Les faits, d’une simplicité glaçante, remontent au 7 juillet 2022. Une pièce de moto, un correcteur d’une valeur de 2000 francs CFA non restitué, a servi de détonateur à une colère funeste. Ce jour-là, l’amitié qui unissait les deux hommes s’est dissoute dans le sang. Une dispute verbale a rapidement dégénéré en altercation physique. Après avoir essuyé un coup de bâton, T. Thiam, aveuglé par la fureur, a commis l’irréparable.
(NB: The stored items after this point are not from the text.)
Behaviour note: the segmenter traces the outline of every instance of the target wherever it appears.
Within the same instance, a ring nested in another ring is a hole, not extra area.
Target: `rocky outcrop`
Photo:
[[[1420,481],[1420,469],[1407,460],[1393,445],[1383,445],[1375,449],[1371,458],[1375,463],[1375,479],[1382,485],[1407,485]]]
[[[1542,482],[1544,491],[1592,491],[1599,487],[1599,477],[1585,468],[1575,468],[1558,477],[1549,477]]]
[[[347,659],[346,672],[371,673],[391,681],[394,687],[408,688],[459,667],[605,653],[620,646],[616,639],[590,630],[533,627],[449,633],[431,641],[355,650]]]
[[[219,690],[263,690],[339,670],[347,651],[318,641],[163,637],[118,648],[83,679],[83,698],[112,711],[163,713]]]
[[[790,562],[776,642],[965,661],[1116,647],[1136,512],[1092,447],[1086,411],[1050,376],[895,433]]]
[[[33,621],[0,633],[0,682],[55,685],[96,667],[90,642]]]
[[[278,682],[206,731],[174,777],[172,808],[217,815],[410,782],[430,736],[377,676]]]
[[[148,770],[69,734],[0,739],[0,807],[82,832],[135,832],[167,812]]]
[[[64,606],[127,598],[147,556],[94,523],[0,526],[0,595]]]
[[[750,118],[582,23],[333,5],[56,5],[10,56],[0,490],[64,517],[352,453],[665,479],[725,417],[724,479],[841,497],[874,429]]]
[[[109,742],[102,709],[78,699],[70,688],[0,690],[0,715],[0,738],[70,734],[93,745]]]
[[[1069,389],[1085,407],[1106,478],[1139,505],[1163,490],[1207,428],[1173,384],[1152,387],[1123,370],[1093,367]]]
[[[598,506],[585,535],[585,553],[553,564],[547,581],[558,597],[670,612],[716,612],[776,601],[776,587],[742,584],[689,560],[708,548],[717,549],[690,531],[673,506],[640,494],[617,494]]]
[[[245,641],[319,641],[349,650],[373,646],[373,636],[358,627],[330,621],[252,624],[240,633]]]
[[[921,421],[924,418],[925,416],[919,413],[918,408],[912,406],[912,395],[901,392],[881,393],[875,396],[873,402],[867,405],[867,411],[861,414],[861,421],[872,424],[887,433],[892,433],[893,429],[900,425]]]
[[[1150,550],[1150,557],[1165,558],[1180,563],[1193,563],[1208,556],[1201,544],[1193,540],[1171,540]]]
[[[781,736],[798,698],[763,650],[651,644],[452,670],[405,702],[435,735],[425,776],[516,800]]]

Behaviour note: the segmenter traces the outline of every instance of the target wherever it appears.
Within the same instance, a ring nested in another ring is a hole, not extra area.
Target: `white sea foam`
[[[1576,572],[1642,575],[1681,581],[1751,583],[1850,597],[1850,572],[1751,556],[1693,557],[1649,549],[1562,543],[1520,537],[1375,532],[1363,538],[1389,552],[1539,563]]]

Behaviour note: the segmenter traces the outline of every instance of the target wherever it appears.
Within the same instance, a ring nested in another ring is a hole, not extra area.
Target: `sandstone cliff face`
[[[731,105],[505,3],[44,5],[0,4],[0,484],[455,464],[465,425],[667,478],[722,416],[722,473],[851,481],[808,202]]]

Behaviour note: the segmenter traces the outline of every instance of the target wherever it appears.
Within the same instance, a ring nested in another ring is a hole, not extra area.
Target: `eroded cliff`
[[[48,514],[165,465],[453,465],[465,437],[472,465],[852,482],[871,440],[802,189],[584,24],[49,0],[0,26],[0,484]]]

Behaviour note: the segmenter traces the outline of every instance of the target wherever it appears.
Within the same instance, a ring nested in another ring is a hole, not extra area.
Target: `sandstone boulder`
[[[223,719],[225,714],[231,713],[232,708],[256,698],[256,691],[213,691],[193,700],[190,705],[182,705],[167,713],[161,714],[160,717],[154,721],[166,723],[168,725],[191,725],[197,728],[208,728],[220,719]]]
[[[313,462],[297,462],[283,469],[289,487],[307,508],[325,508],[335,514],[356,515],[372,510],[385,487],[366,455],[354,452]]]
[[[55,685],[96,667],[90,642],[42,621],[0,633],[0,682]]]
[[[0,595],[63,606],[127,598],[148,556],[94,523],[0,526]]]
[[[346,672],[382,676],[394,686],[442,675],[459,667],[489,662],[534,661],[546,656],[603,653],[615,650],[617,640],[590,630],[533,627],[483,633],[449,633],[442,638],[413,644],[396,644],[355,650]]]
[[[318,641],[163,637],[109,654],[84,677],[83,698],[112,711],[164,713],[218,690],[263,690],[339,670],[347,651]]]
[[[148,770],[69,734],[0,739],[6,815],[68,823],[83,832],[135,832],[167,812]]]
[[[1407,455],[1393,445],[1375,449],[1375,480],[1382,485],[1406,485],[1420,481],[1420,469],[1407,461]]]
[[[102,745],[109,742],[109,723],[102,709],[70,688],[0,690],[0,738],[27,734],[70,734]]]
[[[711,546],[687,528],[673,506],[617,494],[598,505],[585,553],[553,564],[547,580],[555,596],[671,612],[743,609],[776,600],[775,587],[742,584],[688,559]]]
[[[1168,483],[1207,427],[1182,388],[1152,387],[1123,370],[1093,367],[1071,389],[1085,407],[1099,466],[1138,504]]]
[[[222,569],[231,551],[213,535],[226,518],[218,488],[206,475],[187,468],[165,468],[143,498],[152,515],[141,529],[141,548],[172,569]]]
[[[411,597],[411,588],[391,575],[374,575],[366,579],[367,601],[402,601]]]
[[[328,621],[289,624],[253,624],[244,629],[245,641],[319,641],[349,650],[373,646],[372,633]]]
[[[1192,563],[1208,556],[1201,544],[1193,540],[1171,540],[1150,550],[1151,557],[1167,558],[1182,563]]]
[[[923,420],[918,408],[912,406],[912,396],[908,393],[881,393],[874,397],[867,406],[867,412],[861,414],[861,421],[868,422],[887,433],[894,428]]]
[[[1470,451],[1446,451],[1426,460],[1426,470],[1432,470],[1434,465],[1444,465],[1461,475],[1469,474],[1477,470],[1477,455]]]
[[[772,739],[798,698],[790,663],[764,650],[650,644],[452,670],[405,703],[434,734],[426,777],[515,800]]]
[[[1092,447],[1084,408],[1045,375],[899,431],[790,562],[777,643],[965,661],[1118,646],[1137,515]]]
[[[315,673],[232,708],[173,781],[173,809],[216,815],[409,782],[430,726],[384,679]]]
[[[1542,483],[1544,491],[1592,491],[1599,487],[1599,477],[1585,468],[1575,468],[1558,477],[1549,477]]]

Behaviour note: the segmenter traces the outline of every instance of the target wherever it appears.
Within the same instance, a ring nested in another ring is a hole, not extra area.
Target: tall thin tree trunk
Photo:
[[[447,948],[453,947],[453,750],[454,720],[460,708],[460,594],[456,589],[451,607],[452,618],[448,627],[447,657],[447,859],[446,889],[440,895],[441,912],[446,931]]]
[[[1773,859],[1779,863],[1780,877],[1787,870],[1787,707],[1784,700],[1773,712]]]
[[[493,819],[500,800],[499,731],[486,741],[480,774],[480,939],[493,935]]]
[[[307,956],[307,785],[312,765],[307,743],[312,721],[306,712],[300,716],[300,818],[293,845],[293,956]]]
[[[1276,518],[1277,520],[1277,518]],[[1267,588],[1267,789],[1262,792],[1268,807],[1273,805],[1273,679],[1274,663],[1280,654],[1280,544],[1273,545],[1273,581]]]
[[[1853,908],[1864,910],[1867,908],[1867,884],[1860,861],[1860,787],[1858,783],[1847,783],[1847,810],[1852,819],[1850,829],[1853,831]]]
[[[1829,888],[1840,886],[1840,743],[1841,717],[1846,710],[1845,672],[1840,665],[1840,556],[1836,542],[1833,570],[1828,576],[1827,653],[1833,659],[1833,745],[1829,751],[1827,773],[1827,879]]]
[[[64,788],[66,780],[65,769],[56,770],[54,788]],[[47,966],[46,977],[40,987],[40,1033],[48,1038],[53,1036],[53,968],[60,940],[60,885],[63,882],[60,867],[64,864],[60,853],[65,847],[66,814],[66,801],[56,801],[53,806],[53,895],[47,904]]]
Il a ouvert le coffre de sa moto, s’est emparé d’un couteau de cuisine et a porté un coup unique et fatal au thorax de son ami.
Lucide mais trop tard, l’accusé a tenté de secourir la victime en cherchant un taxi pour l’évacuer vers l’hôpital. Mais B. Sarr a rendu son dernier souffle avant d’y parvenir, laissant derrière lui une famille endeuillée et un ami devenu meurtrier.
À la barre, l’émotion était palpable. Dans un témoignage d’une dignité poignante, le père de la victime a surpris l’audience par son pardon : « Ce qui est arrivé à mon fils, c’est Dieu qui l’a voulu ainsi. Je ne demande pas de dommages et intérêts. » Une clémence qui contraste avec la sévérité du réquisitoire du procureur. « Pour une simple pièce de deux mille francs, vous avez ôté la vie de votre ami », a martelé le représentant du parquet, soulignant le caractère intentionnel du geste : « Vous êtes allé chercher un couteau et vous l’avez frappé sur une partie vitale. » Vingt ans de réclusion criminelle ont été requis.
La défense, assurée par Maître Faty, a tenté de nuancer le portrait d’un meurtrier de sang-froid. Plaidant pour une requalification des faits en « coups mortels », l’avocate a dépeint un homme ayant agi sous l’emprise d’une colère incontrôlable, sans réelle volonté de tuer. La cour devra donc trancher entre le geste prémédité et le dérapage tragique. Le verdict est attendu le 20 mars prochain.